I have two lists in Scala, how to merge them such that the tuples are grouped together?

Is there an existing Scala list API which can do this or need I do it by myself?

Input:

 List((a,4), (b,1), (c,1), (d,1))
 List((a,1), (b,1), (c,1))

Expected output:

List((a,5),(b,2),(c,2),(d,1))

Answer 1

You can try the following one-line:

scala> ( l1 ++ l2 ).groupBy( _._1 ).map( kv => (kv._1, kv._2.map( _._2).sum ) ).toList
res6: List[(Symbol, Int)] = List(('a,5), ('c,2), ('b,2), ('d,1))

Where l1 and l2 are the lists of tuples you want merge.

Now, the breakdown:

• (l1 ++ l2) you just concatenate both lists
• .groupBy( _._1) you group all tuples by their first element.
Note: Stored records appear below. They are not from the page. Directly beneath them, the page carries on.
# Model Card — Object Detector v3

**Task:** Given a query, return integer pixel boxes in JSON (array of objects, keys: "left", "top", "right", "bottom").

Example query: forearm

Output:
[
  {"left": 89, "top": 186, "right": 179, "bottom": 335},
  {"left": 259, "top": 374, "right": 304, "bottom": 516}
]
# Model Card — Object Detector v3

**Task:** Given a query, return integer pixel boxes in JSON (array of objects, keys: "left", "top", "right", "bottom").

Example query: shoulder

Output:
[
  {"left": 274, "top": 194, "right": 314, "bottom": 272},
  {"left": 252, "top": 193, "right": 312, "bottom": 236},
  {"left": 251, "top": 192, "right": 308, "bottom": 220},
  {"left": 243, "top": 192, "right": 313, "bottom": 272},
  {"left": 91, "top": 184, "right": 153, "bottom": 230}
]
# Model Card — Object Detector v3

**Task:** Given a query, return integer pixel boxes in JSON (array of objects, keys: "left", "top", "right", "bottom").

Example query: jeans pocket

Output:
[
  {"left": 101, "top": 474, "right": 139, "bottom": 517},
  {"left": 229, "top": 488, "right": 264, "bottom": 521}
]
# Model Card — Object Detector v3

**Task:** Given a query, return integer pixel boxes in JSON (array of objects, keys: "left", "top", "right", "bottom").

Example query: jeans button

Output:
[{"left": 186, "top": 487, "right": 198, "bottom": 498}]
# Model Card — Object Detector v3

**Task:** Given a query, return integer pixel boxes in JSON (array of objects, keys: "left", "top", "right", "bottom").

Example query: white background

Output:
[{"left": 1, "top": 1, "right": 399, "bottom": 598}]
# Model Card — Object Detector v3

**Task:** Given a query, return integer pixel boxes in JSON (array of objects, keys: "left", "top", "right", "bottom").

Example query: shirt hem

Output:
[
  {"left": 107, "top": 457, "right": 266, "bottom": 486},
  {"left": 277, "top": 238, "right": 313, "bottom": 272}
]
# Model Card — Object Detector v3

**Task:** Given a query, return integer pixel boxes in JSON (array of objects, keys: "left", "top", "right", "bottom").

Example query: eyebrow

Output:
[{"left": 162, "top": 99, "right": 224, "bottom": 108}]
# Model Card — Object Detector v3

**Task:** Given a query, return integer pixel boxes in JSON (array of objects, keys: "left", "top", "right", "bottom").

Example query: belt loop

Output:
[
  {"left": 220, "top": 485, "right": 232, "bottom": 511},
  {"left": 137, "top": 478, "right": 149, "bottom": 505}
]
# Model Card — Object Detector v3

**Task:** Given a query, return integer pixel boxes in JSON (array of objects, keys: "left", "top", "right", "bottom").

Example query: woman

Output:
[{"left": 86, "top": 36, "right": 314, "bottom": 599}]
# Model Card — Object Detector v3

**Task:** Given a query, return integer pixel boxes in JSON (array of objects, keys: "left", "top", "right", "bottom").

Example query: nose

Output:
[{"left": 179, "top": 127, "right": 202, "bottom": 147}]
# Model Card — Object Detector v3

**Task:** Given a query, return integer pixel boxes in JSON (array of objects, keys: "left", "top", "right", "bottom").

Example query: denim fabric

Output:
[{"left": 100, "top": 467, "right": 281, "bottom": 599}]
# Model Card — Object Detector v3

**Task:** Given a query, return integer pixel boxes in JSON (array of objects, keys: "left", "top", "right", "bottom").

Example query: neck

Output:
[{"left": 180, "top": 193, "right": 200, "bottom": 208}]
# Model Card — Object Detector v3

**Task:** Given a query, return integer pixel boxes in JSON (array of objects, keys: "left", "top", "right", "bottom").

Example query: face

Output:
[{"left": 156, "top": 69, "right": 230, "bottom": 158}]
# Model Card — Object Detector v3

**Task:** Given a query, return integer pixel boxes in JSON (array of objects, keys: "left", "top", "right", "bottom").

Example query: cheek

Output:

You will receive a Map with the first element as key and lists of tuples starting with this element as values.
• .map( kv => (kv._1, kv._2.map( _._2).sum ) ) you make a new map, with similar keys, but the values are the sum of all second elements.
• .toList you convert the result back to a list.

Alternatively, you can use pattern matching to access the tuple elements.

( l1 ++ l2 ).groupBy( _._1 ).map{
  case (key,tuples) => (key, tuples.map( _._2).sum ) 
}.toList

Answer 2

Alternatively you can also use mapValues to shorten the code.

mapValues , as you can probably guess, allows you to re-map just the value for each (key, value) pair in the Map created by groupBy .

In this case the function passed to mapValues reduces each (Char, Int) tuple to just the Int then sums the resulting List of Ints.

(l1 ::: l2).groupBy(_._1).mapValues(_.map(_._2).sum).toList

If the order of the output list needs to follow your example, just add sorted which relies on an Ordering[(Char, Int)] implicit instance.

(l1 ::: l2).groupBy(_._1).mapValues(_.map(_._2).sum).toList.sorted

Answer 3

If you can assume that both List[(A,B)] are ordered according to Ordering[A] , you could write something like:

def mergeLists[A,B](one:List[(A,B)], two:List[(A,B)])(op:(B,B)=>B)(implicit ord:Ordering[A]): List[(A,B)] = (one,two) match {
    case (xs, Nil) => xs
    case (Nil, ys) => ys
    case((a,b)::xs,(aa,bb)::ys) =>
      if (a == aa) (a, op(b,bb)) :: mergeLists(xs,ys)(op)(ord)
      else if (ord.lt(a,aa)) (a, b) :: mergeLists(xs, (aa,bb)::ys)(op)(ord)
      else (aa, bb) :: mergeLists((a,b) :: xs, ys)(op)(ord)
}

Unfortunately this isn't tail recursive.